More scheduled surgeries in Edmonton Zone postponed to accommodate growing COVID-19 patients

Alberta Health Services announced on Monday it will postpone more scheduled surgeries and outpatient procedures immediately to make room for increased COVID-19 hospitalizations.

In a statement, AHS spokesperson Kerry Williamson said surgeries in the Edmonton Zone were postponed by 50 per cent on Monday and will continue to decrease access to surgery by 70 per cent later this week.

Williamson noted only priority cases will be tended to, which include some cancer, urgent and emergent surgeries.

“These surgical reductions free up space for patients who require inpatient and critical care supports and allow the redeployment of frontline staff to areas of greatest need,” he said.

The statement read an additional 54 ICU surge beds, in addition to 72 ICU funded beds, have opened up in the Edmonton Zone.

“We are able to staff these beds and respond to critical care needs for the Edmonton Zone as well as support the North and Central Zones, who have less ability to create additional critical care capacity,” Williamson said.

As of Sunday at 1 p.m., 111 of 126 ICU beds in the Edmonton Zone were filled, according to AHS.

AHS Edmonton Zone will immediately begin postponing additional scheduled elective surgeries and outpatient procedures in order to have sufficient ICU and inpatient capacity to manage the increased COVID activity across the zone and the province.

— Alberta Health Services (@AHS_media) September 13, 2021

“We do not make these decisions lightly, and we acknowledge that postponing surgeries has a significant impact on patients, their families, and their loved ones,” Williamson added.

Impacted Albertans will be contacted and their procedures will be rescheduled as soon as possible, Williamson said.

At this time AHS is not implementing the critical care triage protocol, noting it has not yet been used during the pandemic.

However, Williamson said given the significant pressure on ICUs, AHS is asking critical care teams to re-familiarize themselves with the protocol.

“We are in unprecedented territory,” Dr. James Talbot, former Chief Medical Officer of Health in Alberta, said.

“Four weeks from now we will still have rising ICU usage and it’s likely at that point we’ll be at system failure defined by having to use the triage protocol or having to find a way to transfer patients out of the province.”

The protocol is essentially a “living document” that was initially drafted during H1N1 and has been modified during COVID-19.

“These triage protocols provide a mechanism through which healthcare professionals can make the difficult decision of how to allocate resources such as ventilators and ICU beds to critically ill adult and pediatric patients when there are not enough available for everyone,” a statement from AHS read.

“That’s what the triage protocol is… It’s about who lives and who dies,” Talbot added.  

Unvaccinated COVID patients are filling up our ICU beds, which has an effect on every single Albertan that needs ICU care (COVID or not).

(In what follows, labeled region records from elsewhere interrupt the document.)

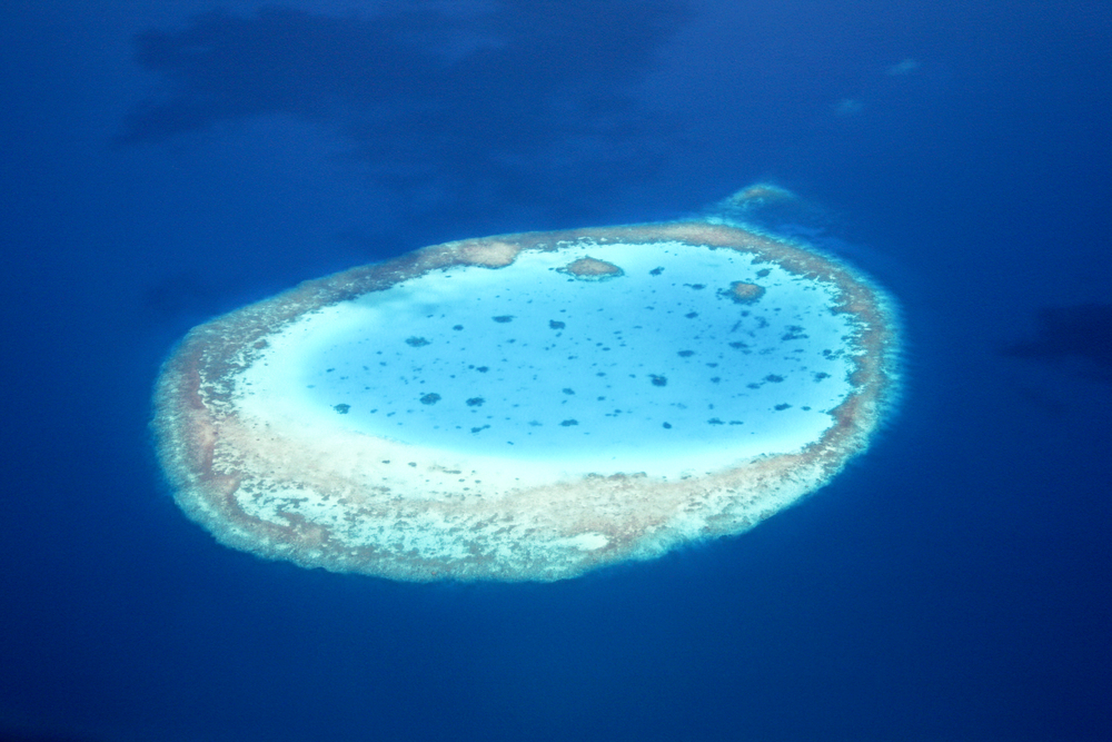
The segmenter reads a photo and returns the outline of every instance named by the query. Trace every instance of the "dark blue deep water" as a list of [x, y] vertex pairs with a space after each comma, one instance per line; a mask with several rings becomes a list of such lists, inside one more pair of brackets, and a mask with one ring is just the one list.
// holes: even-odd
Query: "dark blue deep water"
[[[0, 738], [1112, 739], [1106, 0], [7, 0], [0, 85]], [[757, 180], [901, 299], [907, 382], [755, 531], [396, 584], [162, 484], [190, 326]]]

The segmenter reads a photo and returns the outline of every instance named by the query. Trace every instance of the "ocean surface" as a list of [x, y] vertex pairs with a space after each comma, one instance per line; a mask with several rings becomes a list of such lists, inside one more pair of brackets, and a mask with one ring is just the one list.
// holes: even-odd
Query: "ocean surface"
[[[0, 739], [1112, 739], [1106, 0], [8, 0], [0, 85]], [[419, 585], [173, 503], [191, 326], [753, 182], [897, 298], [905, 385], [749, 533]]]

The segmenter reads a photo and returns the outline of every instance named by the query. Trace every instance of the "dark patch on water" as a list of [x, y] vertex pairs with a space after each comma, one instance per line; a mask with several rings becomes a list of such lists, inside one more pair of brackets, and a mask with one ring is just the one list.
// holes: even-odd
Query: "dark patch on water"
[[1112, 382], [1112, 304], [1044, 307], [1037, 320], [1033, 339], [1014, 343], [1001, 354], [1046, 363], [1073, 358], [1083, 364], [1084, 376]]

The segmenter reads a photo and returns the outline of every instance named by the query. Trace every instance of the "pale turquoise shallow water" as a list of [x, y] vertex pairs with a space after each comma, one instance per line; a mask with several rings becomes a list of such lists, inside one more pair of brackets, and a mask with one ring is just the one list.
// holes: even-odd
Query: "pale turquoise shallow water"
[[[583, 280], [580, 255], [624, 275]], [[764, 297], [725, 295], [735, 280]], [[285, 332], [280, 384], [335, 423], [529, 459], [791, 451], [846, 392], [848, 317], [813, 281], [733, 250], [526, 253], [329, 307]], [[271, 367], [276, 364], [271, 362]]]

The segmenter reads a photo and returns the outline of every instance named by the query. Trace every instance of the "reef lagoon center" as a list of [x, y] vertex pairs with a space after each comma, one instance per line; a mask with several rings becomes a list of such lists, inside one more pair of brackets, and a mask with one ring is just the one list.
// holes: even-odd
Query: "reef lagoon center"
[[193, 328], [152, 428], [235, 548], [404, 581], [555, 581], [752, 528], [868, 446], [890, 297], [709, 216], [426, 247]]

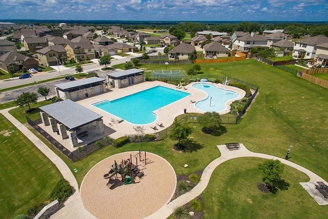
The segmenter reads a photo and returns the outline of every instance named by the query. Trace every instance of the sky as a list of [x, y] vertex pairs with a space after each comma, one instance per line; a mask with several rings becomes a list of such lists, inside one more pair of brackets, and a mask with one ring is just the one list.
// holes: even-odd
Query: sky
[[0, 0], [5, 19], [328, 21], [328, 0]]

— Dr. Shazma Mithani (@shazmamithani) September 13, 2021

According to AHS triage would only been enacted when all available resources for critical care have been utilized across the province.

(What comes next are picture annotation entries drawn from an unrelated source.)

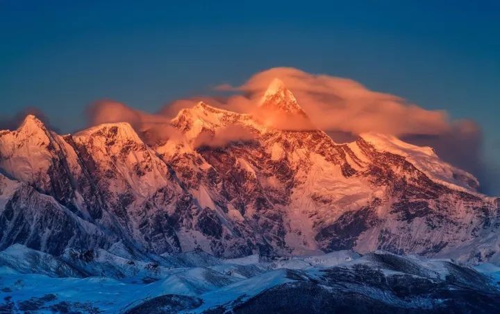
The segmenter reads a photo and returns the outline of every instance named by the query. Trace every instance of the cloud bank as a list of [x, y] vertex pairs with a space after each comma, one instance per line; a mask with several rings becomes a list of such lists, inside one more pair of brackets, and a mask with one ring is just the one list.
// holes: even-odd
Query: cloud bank
[[[225, 97], [203, 96], [175, 101], [156, 114], [149, 114], [112, 101], [94, 104], [89, 110], [91, 125], [128, 121], [147, 134], [153, 141], [168, 139], [175, 130], [168, 125], [181, 109], [203, 101], [211, 105], [242, 113], [256, 112], [267, 86], [281, 79], [292, 91], [312, 123], [340, 142], [352, 140], [365, 132], [395, 135], [412, 143], [433, 147], [445, 161], [491, 182], [482, 162], [481, 128], [469, 120], [451, 121], [443, 110], [428, 110], [409, 103], [401, 97], [374, 91], [349, 79], [311, 74], [290, 67], [273, 68], [256, 73], [244, 84], [218, 86], [218, 91], [232, 93]], [[223, 145], [227, 141], [245, 140], [247, 134], [235, 137], [207, 134], [197, 145]], [[484, 189], [484, 188], [486, 189]], [[483, 186], [484, 191], [488, 186]]]

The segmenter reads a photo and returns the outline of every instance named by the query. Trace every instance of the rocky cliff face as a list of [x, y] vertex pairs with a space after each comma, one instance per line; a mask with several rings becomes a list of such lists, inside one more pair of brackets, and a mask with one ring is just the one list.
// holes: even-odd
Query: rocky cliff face
[[500, 259], [499, 200], [472, 175], [392, 137], [335, 143], [280, 82], [255, 115], [200, 103], [170, 124], [150, 145], [126, 123], [0, 131], [0, 248]]

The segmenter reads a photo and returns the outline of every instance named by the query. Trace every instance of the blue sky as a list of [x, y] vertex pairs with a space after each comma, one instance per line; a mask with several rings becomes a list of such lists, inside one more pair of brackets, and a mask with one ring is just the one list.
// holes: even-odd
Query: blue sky
[[293, 67], [472, 119], [500, 160], [498, 1], [172, 2], [0, 0], [0, 116], [71, 132], [99, 99], [153, 112]]

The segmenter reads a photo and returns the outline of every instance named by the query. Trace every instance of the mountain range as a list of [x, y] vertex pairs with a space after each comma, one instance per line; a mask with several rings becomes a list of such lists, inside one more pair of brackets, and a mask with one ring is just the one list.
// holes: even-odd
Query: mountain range
[[500, 199], [472, 175], [391, 135], [335, 143], [278, 80], [252, 114], [200, 102], [165, 128], [0, 131], [0, 250], [500, 261]]

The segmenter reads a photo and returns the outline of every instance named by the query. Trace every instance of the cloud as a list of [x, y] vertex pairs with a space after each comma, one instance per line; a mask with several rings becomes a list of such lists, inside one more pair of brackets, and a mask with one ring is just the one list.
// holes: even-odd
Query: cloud
[[228, 125], [217, 130], [215, 133], [202, 132], [194, 140], [195, 148], [203, 146], [224, 147], [233, 142], [248, 142], [253, 140], [255, 135], [240, 125]]
[[58, 129], [50, 123], [49, 118], [42, 110], [35, 107], [26, 107], [10, 118], [0, 118], [0, 130], [17, 129], [28, 114], [34, 115], [43, 122], [48, 128], [54, 132], [58, 132]]
[[482, 191], [488, 191], [492, 180], [483, 162], [483, 134], [470, 120], [451, 121], [445, 111], [426, 110], [401, 97], [371, 91], [353, 80], [289, 67], [263, 71], [240, 86], [224, 84], [217, 89], [240, 92], [245, 98], [235, 105], [237, 99], [228, 97], [226, 109], [252, 112], [276, 78], [293, 93], [312, 123], [334, 140], [350, 141], [360, 133], [377, 132], [432, 146], [444, 160], [478, 176], [483, 182]]
[[400, 97], [371, 91], [352, 80], [294, 68], [273, 68], [255, 74], [241, 86], [218, 88], [242, 91], [249, 103], [256, 103], [275, 78], [292, 91], [313, 123], [325, 131], [401, 136], [438, 134], [450, 130], [444, 111], [426, 110]]
[[[444, 160], [476, 175], [482, 182], [488, 184], [493, 181], [483, 162], [481, 128], [473, 121], [451, 121], [443, 110], [426, 110], [401, 97], [369, 90], [352, 80], [311, 74], [290, 67], [257, 73], [240, 86], [219, 85], [216, 91], [226, 96], [177, 100], [156, 114], [112, 101], [99, 102], [90, 110], [90, 120], [92, 124], [128, 121], [149, 139], [165, 140], [175, 132], [165, 126], [169, 119], [180, 110], [192, 107], [200, 101], [227, 110], [258, 116], [257, 105], [269, 84], [276, 78], [292, 91], [312, 123], [337, 141], [351, 141], [365, 132], [393, 134], [414, 144], [435, 148]], [[275, 120], [281, 119], [300, 129], [296, 127], [299, 123], [289, 118], [276, 116]], [[249, 139], [243, 130], [226, 133], [233, 134], [203, 134], [196, 145], [222, 146], [230, 141]], [[483, 187], [488, 188], [484, 183]]]
[[149, 114], [122, 103], [99, 101], [87, 110], [89, 125], [128, 122], [148, 144], [159, 144], [169, 139], [181, 137], [181, 132], [170, 124], [170, 119], [159, 114]]

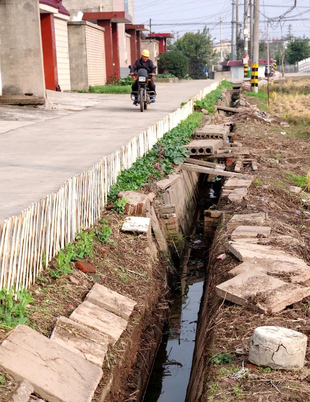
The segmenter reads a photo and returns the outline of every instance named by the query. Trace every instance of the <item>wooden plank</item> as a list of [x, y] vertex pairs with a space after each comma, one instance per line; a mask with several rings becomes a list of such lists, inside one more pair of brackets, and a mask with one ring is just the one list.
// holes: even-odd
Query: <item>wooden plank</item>
[[252, 161], [252, 168], [253, 170], [257, 170], [258, 169], [257, 167], [257, 164], [256, 160], [253, 160]]
[[224, 170], [225, 165], [221, 165], [218, 163], [213, 163], [212, 162], [207, 162], [205, 160], [201, 160], [199, 159], [195, 159], [192, 158], [186, 158], [185, 161], [187, 163], [192, 165], [199, 165], [200, 166], [206, 166], [209, 168], [214, 168], [214, 169]]
[[235, 107], [228, 107], [228, 106], [215, 106], [216, 110], [224, 110], [224, 112], [232, 112], [233, 113], [242, 113], [244, 110], [237, 109]]
[[235, 172], [240, 172], [242, 167], [242, 163], [241, 160], [237, 160], [235, 165]]
[[218, 170], [211, 168], [206, 168], [203, 166], [197, 166], [188, 163], [185, 163], [181, 165], [181, 170], [189, 170], [191, 172], [197, 172], [201, 173], [207, 174], [215, 174], [216, 176], [225, 176], [227, 177], [248, 177], [248, 174], [240, 174], [234, 172], [227, 172], [226, 170]]

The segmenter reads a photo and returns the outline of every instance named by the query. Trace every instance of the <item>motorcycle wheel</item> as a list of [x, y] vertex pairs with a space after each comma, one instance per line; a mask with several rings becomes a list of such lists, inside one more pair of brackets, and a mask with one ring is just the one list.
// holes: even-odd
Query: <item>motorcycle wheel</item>
[[143, 88], [140, 90], [140, 111], [143, 111], [143, 106], [144, 103], [144, 94]]

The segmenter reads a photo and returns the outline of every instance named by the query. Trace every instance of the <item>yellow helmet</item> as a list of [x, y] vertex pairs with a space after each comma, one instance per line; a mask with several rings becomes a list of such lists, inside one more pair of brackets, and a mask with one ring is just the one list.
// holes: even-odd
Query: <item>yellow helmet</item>
[[144, 49], [144, 50], [142, 51], [142, 55], [144, 56], [145, 57], [150, 57], [150, 52], [147, 49]]

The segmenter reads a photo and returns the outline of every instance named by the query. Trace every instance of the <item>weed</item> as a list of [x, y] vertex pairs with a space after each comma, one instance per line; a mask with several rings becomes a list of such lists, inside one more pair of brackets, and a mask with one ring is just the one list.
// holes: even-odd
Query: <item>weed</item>
[[233, 360], [233, 358], [227, 353], [222, 355], [216, 355], [211, 357], [209, 361], [210, 364], [228, 364]]
[[156, 78], [175, 78], [174, 74], [170, 74], [170, 73], [166, 73], [165, 74], [157, 74], [156, 76]]
[[98, 240], [101, 243], [113, 243], [114, 245], [116, 245], [115, 242], [113, 242], [112, 240], [109, 238], [112, 234], [112, 228], [110, 228], [107, 224], [107, 219], [103, 219], [101, 221], [101, 223], [103, 224], [101, 232], [98, 226], [94, 228], [96, 235]]
[[284, 175], [284, 177], [289, 181], [292, 182], [298, 187], [304, 188], [307, 187], [307, 178], [306, 176], [300, 176], [295, 173], [289, 172]]
[[71, 273], [73, 272], [70, 267], [71, 261], [82, 260], [86, 255], [92, 257], [92, 249], [94, 236], [95, 234], [93, 232], [88, 233], [84, 230], [76, 234], [76, 242], [67, 243], [65, 248], [60, 250], [56, 258], [57, 269], [51, 269], [50, 276], [57, 279], [61, 275]]
[[94, 85], [89, 87], [89, 92], [95, 94], [130, 94], [131, 85]]
[[129, 273], [122, 267], [115, 268], [114, 271], [119, 277], [120, 281], [122, 283], [127, 283], [131, 277]]
[[235, 394], [235, 396], [237, 398], [240, 396], [242, 396], [243, 395], [243, 391], [241, 388], [241, 382], [239, 381], [237, 383], [236, 385], [233, 385], [232, 390]]
[[0, 291], [0, 326], [13, 328], [18, 324], [27, 324], [27, 305], [34, 300], [22, 285], [20, 290], [14, 286], [10, 289], [3, 287]]
[[114, 203], [113, 209], [118, 213], [122, 215], [125, 213], [126, 204], [129, 202], [129, 200], [126, 197], [120, 197]]

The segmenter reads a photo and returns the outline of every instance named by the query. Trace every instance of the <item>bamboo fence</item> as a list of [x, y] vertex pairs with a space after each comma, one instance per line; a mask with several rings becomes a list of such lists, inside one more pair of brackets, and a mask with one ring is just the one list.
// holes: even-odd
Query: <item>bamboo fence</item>
[[165, 133], [193, 113], [196, 100], [214, 89], [214, 82], [187, 103], [103, 158], [87, 172], [70, 177], [54, 193], [33, 203], [20, 215], [0, 224], [0, 289], [34, 284], [43, 266], [76, 233], [100, 218], [107, 195], [122, 170], [148, 152]]

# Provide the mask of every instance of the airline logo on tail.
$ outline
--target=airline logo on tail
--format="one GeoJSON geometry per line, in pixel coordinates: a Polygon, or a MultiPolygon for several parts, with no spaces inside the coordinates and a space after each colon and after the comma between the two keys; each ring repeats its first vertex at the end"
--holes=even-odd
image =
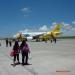
{"type": "Polygon", "coordinates": [[[54,29],[52,32],[60,32],[61,27],[62,27],[61,24],[57,24],[57,25],[55,26],[55,29],[54,29]]]}

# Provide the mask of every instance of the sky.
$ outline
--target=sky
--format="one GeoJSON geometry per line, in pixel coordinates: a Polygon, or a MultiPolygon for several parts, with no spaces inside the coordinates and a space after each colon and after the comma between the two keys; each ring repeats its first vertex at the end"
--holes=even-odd
{"type": "Polygon", "coordinates": [[[64,35],[75,35],[75,0],[0,0],[0,37],[49,31],[57,23],[64,35]]]}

Dr. Leyla Asadi, an infectious disease physician in Edmonton, is one of 65 Alberta doctors who signed a letter sent to the premier, the minister of health and Alberta’s top doctor calling for stricter public health restrictions and the implementation of a certificate of immunity also known as a vaccine passport.

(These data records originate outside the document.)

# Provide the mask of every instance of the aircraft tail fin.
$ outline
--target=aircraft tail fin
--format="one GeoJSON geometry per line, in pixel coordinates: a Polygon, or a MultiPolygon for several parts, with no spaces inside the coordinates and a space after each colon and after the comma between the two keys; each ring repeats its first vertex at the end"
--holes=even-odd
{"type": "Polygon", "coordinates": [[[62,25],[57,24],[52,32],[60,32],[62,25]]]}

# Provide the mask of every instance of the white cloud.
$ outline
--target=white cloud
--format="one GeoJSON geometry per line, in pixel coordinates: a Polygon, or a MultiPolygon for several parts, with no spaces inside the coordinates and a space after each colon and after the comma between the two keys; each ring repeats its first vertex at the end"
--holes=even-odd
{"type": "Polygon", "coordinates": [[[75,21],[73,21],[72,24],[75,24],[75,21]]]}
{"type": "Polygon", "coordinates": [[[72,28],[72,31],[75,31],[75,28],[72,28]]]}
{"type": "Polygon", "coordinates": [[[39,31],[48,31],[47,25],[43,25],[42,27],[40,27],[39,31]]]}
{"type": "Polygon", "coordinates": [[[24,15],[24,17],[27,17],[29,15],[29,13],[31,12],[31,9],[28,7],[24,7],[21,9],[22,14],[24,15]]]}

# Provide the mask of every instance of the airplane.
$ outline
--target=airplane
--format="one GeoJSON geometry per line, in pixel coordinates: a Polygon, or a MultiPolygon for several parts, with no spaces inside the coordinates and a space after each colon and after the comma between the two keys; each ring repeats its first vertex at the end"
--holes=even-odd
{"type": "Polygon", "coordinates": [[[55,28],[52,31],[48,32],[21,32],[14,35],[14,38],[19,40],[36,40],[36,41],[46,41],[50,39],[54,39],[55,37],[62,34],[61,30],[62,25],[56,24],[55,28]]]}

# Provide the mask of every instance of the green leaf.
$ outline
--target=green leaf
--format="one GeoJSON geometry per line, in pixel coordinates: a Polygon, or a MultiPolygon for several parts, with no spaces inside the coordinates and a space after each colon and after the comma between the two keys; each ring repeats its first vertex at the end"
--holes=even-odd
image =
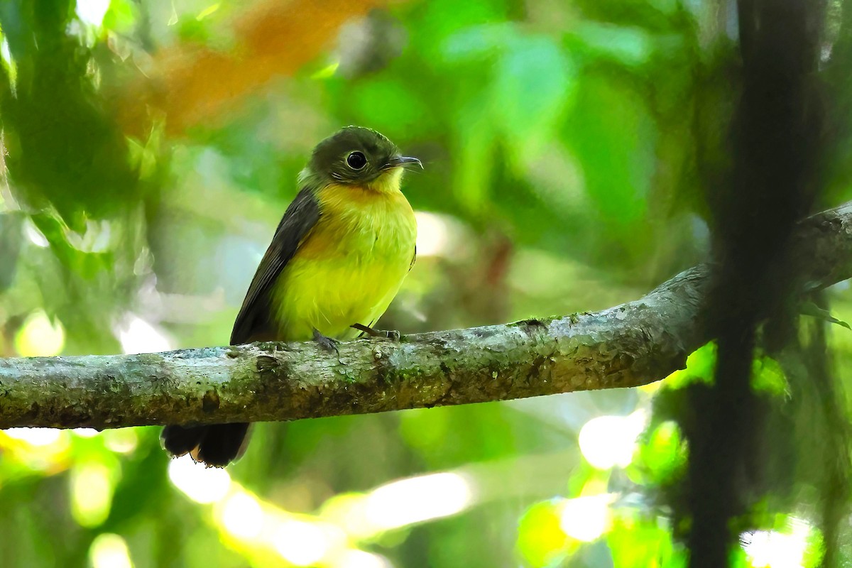
{"type": "Polygon", "coordinates": [[[802,304],[799,306],[799,313],[805,316],[812,316],[814,318],[816,318],[817,319],[821,319],[822,321],[828,322],[829,324],[837,324],[838,325],[841,325],[846,328],[847,330],[852,330],[852,326],[849,326],[849,324],[840,319],[838,319],[837,318],[832,315],[831,312],[822,307],[820,307],[813,301],[809,301],[802,302],[802,304]]]}

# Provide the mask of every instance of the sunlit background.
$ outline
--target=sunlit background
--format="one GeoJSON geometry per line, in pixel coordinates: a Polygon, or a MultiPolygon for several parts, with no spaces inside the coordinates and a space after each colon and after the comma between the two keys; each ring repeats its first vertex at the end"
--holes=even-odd
{"type": "MultiPolygon", "coordinates": [[[[2,3],[0,356],[227,342],[297,172],[347,124],[425,166],[405,185],[417,263],[381,328],[636,299],[707,249],[729,8],[2,3]]],[[[263,424],[227,470],[170,460],[158,428],[0,432],[0,565],[681,566],[660,492],[687,452],[654,401],[712,357],[638,389],[263,424]]],[[[755,381],[785,396],[772,364],[755,381]]],[[[819,562],[813,509],[785,502],[738,565],[819,562]]]]}

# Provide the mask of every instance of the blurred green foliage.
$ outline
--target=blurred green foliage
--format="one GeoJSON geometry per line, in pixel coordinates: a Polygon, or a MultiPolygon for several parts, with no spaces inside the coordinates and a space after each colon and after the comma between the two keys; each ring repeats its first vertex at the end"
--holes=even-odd
{"type": "MultiPolygon", "coordinates": [[[[394,3],[185,132],[140,91],[140,134],[121,105],[168,72],[159,55],[239,54],[235,22],[264,0],[0,3],[0,355],[225,342],[310,149],[348,123],[426,166],[406,183],[417,264],[383,327],[635,299],[707,250],[732,6],[394,3]]],[[[848,284],[830,295],[849,320],[848,284]]],[[[852,336],[832,328],[847,384],[852,336]]],[[[666,500],[699,417],[677,393],[714,358],[631,391],[261,425],[227,473],[170,462],[156,428],[0,432],[0,565],[683,566],[666,500]]],[[[757,357],[756,387],[779,432],[818,432],[786,406],[789,363],[757,357]]],[[[744,521],[732,565],[816,565],[809,471],[744,521]]]]}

“We just don’t have enough healthcare workers to be taking care of all the people that might be coming into the hospital if we don’t take immediate action,” she told CTV News Edmonton.

“It’s battlefield nursing, battlefield medicine,” Heather Smith, president for the United Nurses of Alberta, explained. “I think many people are saying, ‘Was there a way we could have avoided this?’”

Asadi said the moment important surgeries start getting postponed and staff is redeployed “you know you’re in an unstable situation.”

“You can add beds but you don’t have the qualified personnel to be making sure that the person in that bed is getting the care they need.”

Smith added: “It’s like if you have a bedframe in your bedroom but you don’t have a mattress… How comfortable is that going to be? How functional is that going to be?”